Merhej’s designs are particularly intriguing to view in the context of this film about women, made by women. (In addition to Chew-Bose’s screenplay, Lesley Barber did the score, and Alice Searby did the casting.) She is a third-generation designer; her great-grandmother Laurice Srouji established a couture business in Jaffa, Palestine, in the 1920s, and her mother, Laura Merhej, was also a designer, self-taught, who opened her own atelier in Beirut in 1984. Today, Merhej and her mother still work together on Renaissance Renaissance. It’s an approach to fashion that’s all about duality, with classic tailoring and utilitarian materials that come with something playful like a bubble hem or an oversize covered-button embellishment on a top.

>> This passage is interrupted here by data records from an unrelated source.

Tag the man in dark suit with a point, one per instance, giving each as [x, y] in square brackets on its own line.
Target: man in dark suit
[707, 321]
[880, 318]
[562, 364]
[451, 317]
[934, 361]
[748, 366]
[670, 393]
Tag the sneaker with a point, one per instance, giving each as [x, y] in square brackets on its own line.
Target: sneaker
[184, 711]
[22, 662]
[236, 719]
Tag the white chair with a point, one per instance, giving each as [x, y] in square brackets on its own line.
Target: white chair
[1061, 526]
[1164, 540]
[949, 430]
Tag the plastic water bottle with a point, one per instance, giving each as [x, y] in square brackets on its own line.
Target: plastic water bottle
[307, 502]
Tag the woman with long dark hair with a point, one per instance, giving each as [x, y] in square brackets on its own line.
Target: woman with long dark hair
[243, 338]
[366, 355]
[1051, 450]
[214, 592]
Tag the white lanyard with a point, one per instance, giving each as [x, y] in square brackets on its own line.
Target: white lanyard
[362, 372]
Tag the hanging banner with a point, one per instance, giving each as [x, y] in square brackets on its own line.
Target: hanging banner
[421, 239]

Chew-Bose explains that she loves “handsome women,” and when it comes to Merhej’s designs, “there’s a real tactility that feels both inviting and like armor. Also, her designs have a sense of humor. They are smiling at you.” In Bonjour Tristesse, Merhej helped draw out the “strange” romance Chew-Bose was after, alongside Bellizzi’s careful consideration of the way clothes speak to the audience from behind the screen. “Miyako’s costume design was extremely attentive to how the scene would be shot,” Chew-Bose says. “Are they walking? Are they sitting? Are they sitting comfortably? Is this scene tense? Does she like sitting in shorts? Where does she feel most beautiful?” She continues, “Miyako would ask all of those questions and then come up with answers through her designs.”

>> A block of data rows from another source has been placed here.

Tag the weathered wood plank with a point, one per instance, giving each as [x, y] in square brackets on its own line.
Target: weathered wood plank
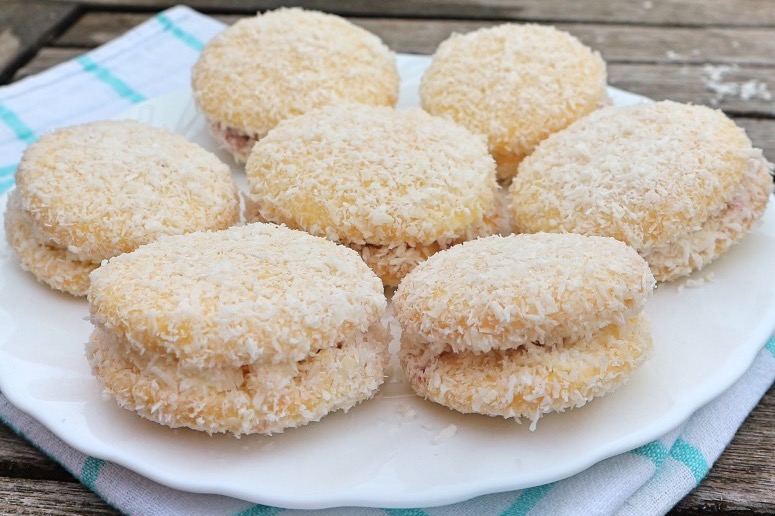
[661, 12]
[683, 83]
[742, 480]
[740, 91]
[617, 43]
[50, 498]
[19, 459]
[27, 25]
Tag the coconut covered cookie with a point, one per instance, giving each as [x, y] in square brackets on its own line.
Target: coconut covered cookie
[89, 192]
[254, 329]
[283, 63]
[677, 182]
[523, 325]
[395, 185]
[514, 83]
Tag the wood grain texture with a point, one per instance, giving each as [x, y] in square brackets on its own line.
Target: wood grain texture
[19, 459]
[25, 26]
[50, 498]
[617, 43]
[742, 480]
[657, 12]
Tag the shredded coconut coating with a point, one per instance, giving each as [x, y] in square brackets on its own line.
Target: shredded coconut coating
[697, 249]
[255, 293]
[360, 175]
[255, 398]
[107, 187]
[283, 63]
[506, 292]
[517, 84]
[50, 264]
[529, 381]
[649, 175]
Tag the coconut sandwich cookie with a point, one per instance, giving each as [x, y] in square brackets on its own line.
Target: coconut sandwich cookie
[524, 325]
[253, 329]
[395, 185]
[283, 63]
[516, 84]
[677, 182]
[89, 192]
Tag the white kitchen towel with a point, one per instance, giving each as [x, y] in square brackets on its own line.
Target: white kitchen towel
[155, 58]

Bellizzi used a recurring palette of browns and blues for all of the female characters, and Chew-Bose points out that Bellizzi would come to set before they’d begin shooting to hold up different garments in various spaces to make sure they’d capture well depending on the time of day and the light. “Everything was in concert,” Chew-Bose says. That was true for not just the costumes and the storytelling but also the three women who visualized Sagan’s story for a new and modern era. “I thought the entire process was really beautiful,” Bellizzi says. “The director, the costume designers, the producers were all women. I’ve personally never worked on a film where everyone, even the main characters, are primarily women. It’s a rare thing in the film world.”
That synergy came through in the performances and the directing, but also in the clothing. In fashion at the moment, many designers are focusing on what women want to wear day to day—clothes that feel true to their full and multifaceted lives. Few designers, though, have been truly able to achieve this; the runway can present only a glimmer of an idea that doesn’t fully take shape until it’s out in the world. Chew-Bose’s Bonjour Tristesse, with all of its intense relationships, off-beat interactions, and reflections of womanhood, grounds that fantasy in a reality. “We talked a lot about the characters’ inner lives,” she notes. “How they are, too, when they’re alone in a room. We didn’t want a fashion film, so to speak; we wanted a film where the clothes help [the viewer] understand who these characters are.”